"It's too late, don't you think?" I said, "We're running out of time. I can feel it in my bones. Something is going to tear us apart. And I've been subconsciously thinking about it. How long will we hold onto this tiny sliver of hope? Perhaps I shouldn't stand in your way anymore."
Allecra stared at me for a long stretching moment. Her mouth opened in shock.
"Nina, are you breaking up with me?” she asked softly.
"It's the only way..."
"No!" She got up from her chair and walked over to me purposely. Getting down on the floor, she took my hands in hers, making me looking into her glistening bright eyes.
"Why do you do this?" she asked, her voice faltered a little with emotions. "We can work it out together. We can bring everything back the way it was, the joy, the happiness."
I reached my hand to her cheek and caressed her soft skin gently.
"You'll get all of that, but with someone else," I said, "And you are right, Allecra. You can't free me. I have to free myself."

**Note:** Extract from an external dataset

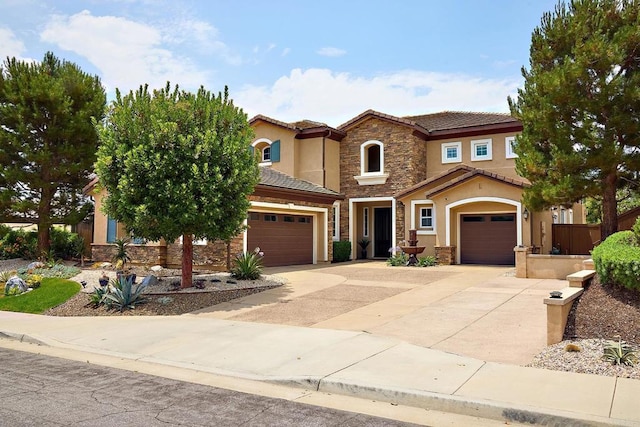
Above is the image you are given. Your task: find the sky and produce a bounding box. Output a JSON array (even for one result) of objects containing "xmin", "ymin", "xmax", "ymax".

She stared deep into my eyes, her face blank, a kind of blank that was full of anxiety, nervousness, and fear.
"Are you not in love with me anymore?"
"I love you with everything I am, and I will always love you that way," I said, "but I've always felt like I was going to lose you, like two planets obit towards different directions. Maybe we just fell in love at the wrong time. I can't move on if you're still standing there. Maybe it's best for you and me to let it go."
"No! I won't allow it!" Allecra said, shaking her head in disbelief and desperation. "After all the things we have been through, how could you do that to me?... Please don't, Nina, I'm not letting you go!"
To my amazement and heart-brokenness, fine crystalline tears rolled down Allecra's face. She kept wiping them away roughly with her hand as if she was not used to them. My heart stuttered into pieces seeing her cry.
"Allecra, shh...it's okay," I said and wiped her smooth cheeks gently with my thumbs. When she calmed down a little, I cupped her face in my hands and leaned in to kiss her lips. "Listen to me, you have to fulfill your destiny. Your people are counting on you to save their hope and dream. Please don't let me hold you back from doing what is more important."
Allecra shook her head back disapprovingly.
"Stop it, please," she begged, her body trembling. "I'm so sorry I broke your heart but don't push me away like that. I'd do anything, whatever it takes to make you forgive me. Please just let me stay with you for the rest of my life. I don't want anything anymore, just you and me."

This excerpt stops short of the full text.